The theme “For all and against none, INCLUDING NATURE” permeates every aspect of the sustainable supplementary economy. It looms large as individuals order the goods and services of their choice, as communities decide how to develop using approaches that are in harmony with Nature; and as business and industry decide which goods and services to focus on.
As people operate increasingly within the sustainable supplementary economy, we are likely to see more clearly how Nature determines to which degree human beings can live and thrive, and the yearning to live in harmony with Nature will increase. This is likely to bolster the force of public opinion against pollution. Unsustainable land use, fishing and other practices are likely to decrease while the protection of terrestrial systems, marine and coastal areas are likely to increase. Those in governments at all levels are likely to become increasingly strong advocates of strict implementation of environmental law, the longer the Plan is in action and the more deeply people everywhere understand what is and what is not sustainable.
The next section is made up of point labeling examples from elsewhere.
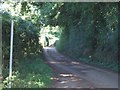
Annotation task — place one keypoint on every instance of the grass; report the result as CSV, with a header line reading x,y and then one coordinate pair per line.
x,y
31,73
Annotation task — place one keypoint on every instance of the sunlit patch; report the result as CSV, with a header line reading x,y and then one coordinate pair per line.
x,y
54,78
63,82
65,87
66,75
75,62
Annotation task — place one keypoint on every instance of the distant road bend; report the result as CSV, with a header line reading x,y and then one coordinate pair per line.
x,y
73,74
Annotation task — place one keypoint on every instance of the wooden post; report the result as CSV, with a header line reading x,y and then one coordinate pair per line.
x,y
11,52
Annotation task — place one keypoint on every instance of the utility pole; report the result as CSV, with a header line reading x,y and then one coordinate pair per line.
x,y
11,54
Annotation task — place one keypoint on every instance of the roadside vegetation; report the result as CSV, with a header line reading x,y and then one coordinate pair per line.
x,y
87,32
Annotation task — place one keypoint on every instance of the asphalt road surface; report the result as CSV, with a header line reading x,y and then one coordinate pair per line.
x,y
72,74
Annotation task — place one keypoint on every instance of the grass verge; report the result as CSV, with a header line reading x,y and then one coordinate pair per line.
x,y
30,73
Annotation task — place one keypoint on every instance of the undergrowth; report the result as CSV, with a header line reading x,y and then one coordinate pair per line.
x,y
30,74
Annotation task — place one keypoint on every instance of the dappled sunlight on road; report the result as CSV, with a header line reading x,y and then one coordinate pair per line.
x,y
73,74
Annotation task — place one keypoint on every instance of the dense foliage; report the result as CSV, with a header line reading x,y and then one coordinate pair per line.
x,y
89,32
26,38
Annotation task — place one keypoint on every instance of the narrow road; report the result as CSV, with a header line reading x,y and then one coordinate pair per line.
x,y
73,74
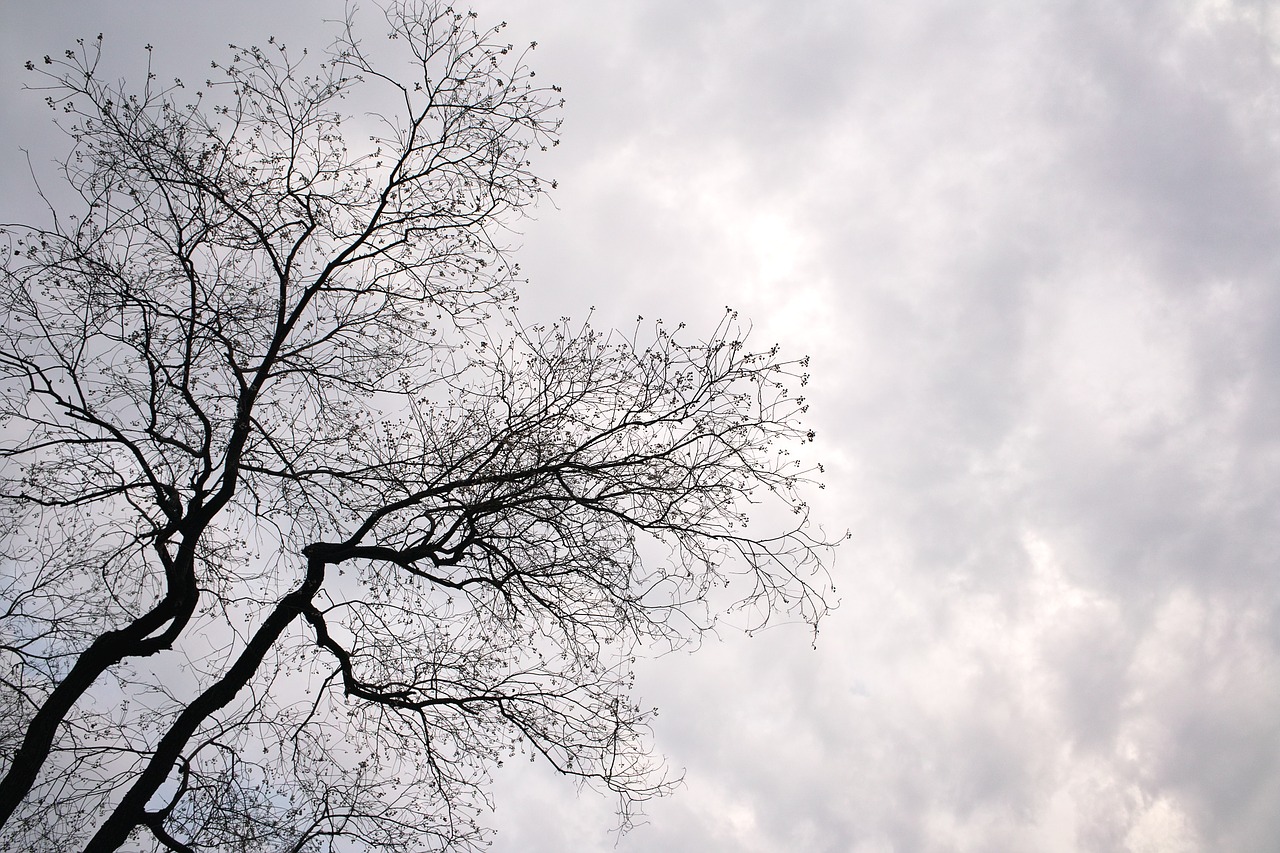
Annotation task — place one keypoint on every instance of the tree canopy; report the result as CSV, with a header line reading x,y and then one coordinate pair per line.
x,y
304,530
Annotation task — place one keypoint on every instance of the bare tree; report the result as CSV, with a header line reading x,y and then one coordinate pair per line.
x,y
304,532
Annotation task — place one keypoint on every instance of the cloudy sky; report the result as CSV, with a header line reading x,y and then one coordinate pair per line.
x,y
1032,249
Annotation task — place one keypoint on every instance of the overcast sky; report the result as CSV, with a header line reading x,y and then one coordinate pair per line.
x,y
1033,251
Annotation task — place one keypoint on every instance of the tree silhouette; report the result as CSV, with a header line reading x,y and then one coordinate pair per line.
x,y
305,533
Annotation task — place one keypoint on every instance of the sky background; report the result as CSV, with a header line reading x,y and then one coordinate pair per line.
x,y
1032,249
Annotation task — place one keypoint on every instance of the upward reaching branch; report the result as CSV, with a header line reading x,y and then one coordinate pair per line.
x,y
306,530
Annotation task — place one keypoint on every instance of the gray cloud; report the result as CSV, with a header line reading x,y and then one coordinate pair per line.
x,y
1031,249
The increasing focus on sustainability will increase the understanding and the will to protect and restore inland freshwater systems, provide opportunities and increase motivations for individuals to enter the fields of environmental conservation, and the regeneration and combating of desertification. The fact that people’s basic needs will increasingly be met via the SIFA Plan will decrease people’s desire to overstep the law by abusing Nature and trading endangered species, thus improving protection of wildlife, combating poaching and trafficking and the purchase of protected species.
Nature will have an opportunity, where still possible, to recuperate. This will have a positive effect on both the oceans and seas, as well as terrestrial ecosystems.